Hard questions. Good post!
very, very well written, from your heart to my heart
I think about things like this all the time when I hear things such as a hair salon for American Girl Dolls in America. Seriously… we pay to get a doll a haircut when people can’t eat! Then I always have to put myself in check and think about how my family lives with excess as well. The question is how to find balance… Our girl scout troop is stuffing buddy packs next Saturday at a kids volunteer experience. You all are welcome to join. (I am already perplexed about being snack volunteer for this event. Seems like a good time to maybe skip a snack. Sometimes being a thinker is a pain!)
Ever so slowly, with influence in every aspect of N. American living, we truly have become the Nero’s fiddling while Rome burns. In mind, body and spirit.
What do we do? Exactly what you are doing, I believe. Become aware, take action in ways that are in front of us and talk/write about it.
You’ve inspired me – in many ways with this article. See? It works!
You have inspired me too. Thanks.
America’s best chance to affect the misery in N. Korea was in 1953.
I guessed wrong that the famine sculpture was Ukrainian. It reminds of Kaethe Kollwitz’ work, in which hunger figures prominently.
very heartwarming and inspiring kathleen
I agree with Kkollwitz on Korea in 1953. The people were starving then and starve now because of a communist government and the Kim dictatorship. The aid we sent goes into the pockets of the bureaucrats and not to the people. Satellite photos indicate something like a quarter million people in one concentration camp where people are starving. How they got to the camps is another story.
Now about us. God put us here in this time and place for our salvation and that of others. You’re doing the right thing by teaching your kids to be giving and by not living extravagantly. You’re raising them in a God-centered family. Who knows what God has planned for them for the good of others? They will be ready, though because you are doing His will.
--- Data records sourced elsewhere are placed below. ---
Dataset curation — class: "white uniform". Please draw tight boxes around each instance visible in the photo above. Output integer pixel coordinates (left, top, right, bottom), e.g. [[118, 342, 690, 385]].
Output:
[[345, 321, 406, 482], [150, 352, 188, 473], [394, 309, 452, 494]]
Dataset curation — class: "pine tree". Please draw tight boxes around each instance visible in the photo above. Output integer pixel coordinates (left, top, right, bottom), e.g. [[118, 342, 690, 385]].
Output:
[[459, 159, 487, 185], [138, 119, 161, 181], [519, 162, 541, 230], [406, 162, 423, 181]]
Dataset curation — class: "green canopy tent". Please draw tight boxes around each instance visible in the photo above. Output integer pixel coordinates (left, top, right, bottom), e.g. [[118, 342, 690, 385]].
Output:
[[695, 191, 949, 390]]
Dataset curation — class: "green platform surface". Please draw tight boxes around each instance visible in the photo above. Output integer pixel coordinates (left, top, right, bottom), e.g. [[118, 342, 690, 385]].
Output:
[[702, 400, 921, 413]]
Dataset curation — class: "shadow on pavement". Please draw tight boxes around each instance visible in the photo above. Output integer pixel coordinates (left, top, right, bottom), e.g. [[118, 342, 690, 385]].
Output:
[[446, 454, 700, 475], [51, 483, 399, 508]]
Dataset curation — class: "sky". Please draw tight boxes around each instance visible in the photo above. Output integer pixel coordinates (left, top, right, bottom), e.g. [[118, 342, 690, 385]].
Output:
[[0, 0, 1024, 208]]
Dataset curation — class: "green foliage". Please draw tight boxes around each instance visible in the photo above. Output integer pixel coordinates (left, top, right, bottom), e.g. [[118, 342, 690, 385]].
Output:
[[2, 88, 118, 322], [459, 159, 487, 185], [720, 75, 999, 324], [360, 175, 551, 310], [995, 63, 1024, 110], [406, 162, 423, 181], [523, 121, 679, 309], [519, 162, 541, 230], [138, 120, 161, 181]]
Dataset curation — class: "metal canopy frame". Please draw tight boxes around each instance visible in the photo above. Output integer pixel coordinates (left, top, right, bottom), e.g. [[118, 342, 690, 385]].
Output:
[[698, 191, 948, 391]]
Feeling guilty and starving yourself and your kids won’t make anybody less hungry elsewhere. Just keep on doing God’s will as you are and keep praying for the poor and hungry. His will is difficult enough as He sands off our rough edges through family life. The problem of hunger is so big only God can fix it. And if we are struck to the heart by these awful realities, it’s because we have the gift of compassion and truly see others as our neighbor, for which we can glorify God and renew our practices of self-denial that no one sees but Him.
Wow. I am inspired… and convicted. Thank you.
Great thinking, inspiring post. What can we do? We can, personally, stop wasting what we have. We can cut out giving expensive or even inexpensive gifts no one needs and take that small amount of cash and give it to 4 star charities that work in exactly that area – poverty and hunger. But one suggestion.
I second Stephanie’s Dec 14th comment. Add fish, avocados, & nuts. And yes you have to GIVE UP THE BREAD. Also, be sure you consume high fiber foods that make it to the large intestine which is where the satisfaction hormones are released when the food reaches that part of the digestive system. THAT’S KEY!!